Były obrońca Barcelony, Eric Abidal całkowicie zaprzeczył pogłoskom sugerującym, iż po zakończeniu swej piłkarskiej kariery będzie chciał powrócić do byłego klubu, Barcelony w roli jednego z szefów akademii kształcącej młodych adeptów futbolu.
Francuz wciąż mieszka w Katalonii, choć Camp Nou opuścił latem 2013 roku przenosząc się do greckiego Olympiakosu Pireus. Stało się tak dlatego, że Duma Katalonii nie zdecydowała się przedłużyć z nim kontraktu po ciężkiej chorobie, jaką Francuz przeszedł.

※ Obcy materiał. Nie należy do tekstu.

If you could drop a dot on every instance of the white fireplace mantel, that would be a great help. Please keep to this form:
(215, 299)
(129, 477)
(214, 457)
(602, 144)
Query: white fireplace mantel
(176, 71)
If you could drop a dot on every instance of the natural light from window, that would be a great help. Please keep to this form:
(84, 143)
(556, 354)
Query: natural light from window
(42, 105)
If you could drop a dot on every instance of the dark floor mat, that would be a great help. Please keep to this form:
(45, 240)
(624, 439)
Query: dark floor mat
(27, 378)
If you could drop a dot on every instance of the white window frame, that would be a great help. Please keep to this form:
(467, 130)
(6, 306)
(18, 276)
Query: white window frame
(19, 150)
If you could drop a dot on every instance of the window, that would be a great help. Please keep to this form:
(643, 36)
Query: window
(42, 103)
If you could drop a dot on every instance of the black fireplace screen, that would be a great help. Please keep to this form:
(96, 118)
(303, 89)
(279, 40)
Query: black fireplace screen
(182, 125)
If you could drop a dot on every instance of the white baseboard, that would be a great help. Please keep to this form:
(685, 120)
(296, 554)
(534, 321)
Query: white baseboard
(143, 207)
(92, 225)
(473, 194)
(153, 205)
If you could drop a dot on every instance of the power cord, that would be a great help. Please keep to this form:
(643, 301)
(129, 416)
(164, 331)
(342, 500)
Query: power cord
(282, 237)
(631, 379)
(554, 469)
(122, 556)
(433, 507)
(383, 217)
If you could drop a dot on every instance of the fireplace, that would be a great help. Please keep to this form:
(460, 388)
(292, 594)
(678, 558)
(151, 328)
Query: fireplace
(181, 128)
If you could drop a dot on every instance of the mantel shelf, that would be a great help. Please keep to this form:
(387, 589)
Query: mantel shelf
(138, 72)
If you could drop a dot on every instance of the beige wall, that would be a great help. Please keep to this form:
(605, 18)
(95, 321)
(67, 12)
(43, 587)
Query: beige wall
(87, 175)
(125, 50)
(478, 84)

Ostatnimi czasy jednak pojawiły się w prasie pogłoski na temat rychłego powrotu do klubu Abidala, który miał zająć się szkoleniem młodzieży w Barcelonie. – Po pierwsze to nie jest prawda, że kończę karierę. Wszystko co zostało napisane strasznie mnie zdenerwowało. Jeśli jestem w Barcelonie to tylko dlatego, że tutaj mam dom i tutaj żyję – powiedział Abidal.
– Nie wrócę do klubu, to wierutna bzdura. Nie wiem, kto rozsiewa takie informacje – podsumował zdecydowanie były obrońca Blaugrany. Abidal podpisał dwuletnią umowę z Olympiakosem, do tej pory dla klubu z Pireusu zagrał 10-krotnie w tym sezonie.